Рабыни сняли с Апамы одежду и обувь, посадили на табурет и начали протирать ее тело влажными душистыми полотенцами. Все происшедшее в течение дня невероятно утомило Апаму. Она чувствовала себя усталой. Энергичные растирания были приятны, ей вскоре стало лучше. Между тем рабыни стали натирать ее руки, шею, плечи, грудь, ноги маслянистыми благовониями с различными цветочными запахами. Усталость вскоре уступила место бодрости. Закончив растирание, одна из рабынь принялась расчесывать Апаме распущенные волосы.
Другая ободряюще произнесла:
– Не надо быть такой грустной на пороге ожидающего тебя счастья!
– Я не грущу, просто волнуюсь, – вздохнула Апама.
Ей вдруг захотелось к матери, чтобы та развеяла ее страх и беспокойство. В эти минуты девушка понимала, что она просто боится, ужасно боится разочаровать Селевка. Если бы он хоть раз, один-единственный раз раньше обнял ее! Если бы он сказал слова любви, которые рождают доверие и убивают стыдливость! Без сомнения, эта ночь принесет и волнующие слова, и нежные ласки. Юная персиянка была готова стать покорной рабыней своего супруга, ибо чувствовала, что за его любовь отдаст все на свете.
Закончив туалет новобрачной, накинув на нее тонкие, ласкающие тело ночные одежды, рабыни подвели ее к ложу, застеленному простынями алого цвета. Одна из рабынь поставила на маленький столик у изголовья серебряные вазы с фруктами, другая – амфоры с вином.

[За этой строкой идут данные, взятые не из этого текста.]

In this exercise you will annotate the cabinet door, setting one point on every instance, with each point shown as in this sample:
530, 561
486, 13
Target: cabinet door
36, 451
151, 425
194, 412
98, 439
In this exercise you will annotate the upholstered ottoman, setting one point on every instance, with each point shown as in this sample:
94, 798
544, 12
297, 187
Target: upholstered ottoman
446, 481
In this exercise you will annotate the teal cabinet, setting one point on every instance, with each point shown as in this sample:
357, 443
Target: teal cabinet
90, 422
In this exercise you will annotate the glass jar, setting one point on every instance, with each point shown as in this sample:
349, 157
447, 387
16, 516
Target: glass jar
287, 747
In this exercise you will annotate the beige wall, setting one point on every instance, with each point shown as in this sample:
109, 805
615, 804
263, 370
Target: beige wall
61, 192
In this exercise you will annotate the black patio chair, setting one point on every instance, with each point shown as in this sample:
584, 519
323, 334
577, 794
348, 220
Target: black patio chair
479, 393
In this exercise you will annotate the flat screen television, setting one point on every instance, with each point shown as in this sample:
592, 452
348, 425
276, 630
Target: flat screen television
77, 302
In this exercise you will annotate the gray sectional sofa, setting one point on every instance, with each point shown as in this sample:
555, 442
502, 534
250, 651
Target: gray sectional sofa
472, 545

Затем девушки, слегка поклонившись, бесшумно удалились.
Грубый мужской смех, доносившийся из пиршественного зала, тревожил Апаму. Почему царь удерживает ее мужа в такой час?
Девушкой все больше и больше овладевало беспокойство. Горячий ветер Персии словно проник в ее душу, сделав нетерпеливой и страстной. Как может Селевк так долго находиться среди своих друзей? Ведь она его ждет. А вдруг македоняне смеются там над своими персидскими женами? Апама чувствовала, как в ней постепенно закипает гнев. Оглядев застеленное ложе, она подумала, что ее словно положили на жертвенный алтарь, чтобы удовлетворить желание знатного македонянина. Вспомнились рассказы о том, как девственниц приносили в жертву божествам. Эти мысли, проникнув в сознание Апамы, заставили ее покраснеть от стыда и ярости. Она с силой зажмурила глаза, чтобы удержать набежавшие слезы, потом, спрыгнув с ложа, заметалась по покою. Желание мстить македонцам вспыхнуло с новой силой.
«Когда же придет Селевк? – гневно думала Апама. – И придет ли он вообще?»
В соседних покоях, где разместили других новобрачных, тоже стояла тишина. Не утихал только шум из пиршественного зала.
Неужели она ничего не значит в глазах Селевка? Но ведь она из царского рода!
Апама страдала и от уязвленной гордости, и от впервые вспыхнувшей в ее сердце любви. Внезапно она залилась слезами. Задрожали ноги от непрерывного хождения по покою, лицо пришлось умыть, чтобы избавиться от следов бесконечных слез. Она вдруг поняла, что ей страшно. Ведь свадьба совершалась по приказу царя, о жестокости которого все знали не понаслышке.
Девушка вновь прислушалась. В соседних покоях по-прежнему царила тишина. Апама прилегла на ложе и попыталась удобнее расположиться на нем, чтобы успокоиться. Внезапно вблизи раздались громкие мужские голоса. Апама замерла, не зная, что предпринять. Она разрывалась между злостью, предлагавшей ей притвориться спящей, и любовью, толкавшей ее с распростертыми объятиями навстречу тому, кого так ждала.
– Нет! Только не это!
Селевк был очень пьян. Неверными шагами он шел к ложу, протянув вперед руки в поисках опоры.
Апама с ужасом увидела приближающееся к ней лицо с красивыми, благородными чертами и бессмысленным взглядом.
– Итак, по приказу великого царя я явился к тебе, персидская красавица!
Всей тяжестью своего тела Селевк упал на ложе. Апама судорожно закуталась в покрывало и забилась в угол.
– Сними с себя все! – пробормотал Селевк.
Неверными руками он потянул покрывало, пытаясь добраться до охваченной ужасом персиянки.
Ярость и обида пробудили в Апаме неожиданные силы. В полумраке ее глаза грозно заблестели, как у изготовившейся к прыжку тигрицы.
– Не смей прикасаться ко мне, – сквозь сжатые зубы тихо проговорила она. – Ни сегодня, ни когда-либо!
Хмель на время вылетел из головы Селевка. Он строго посмотрел на навязанную ему жену.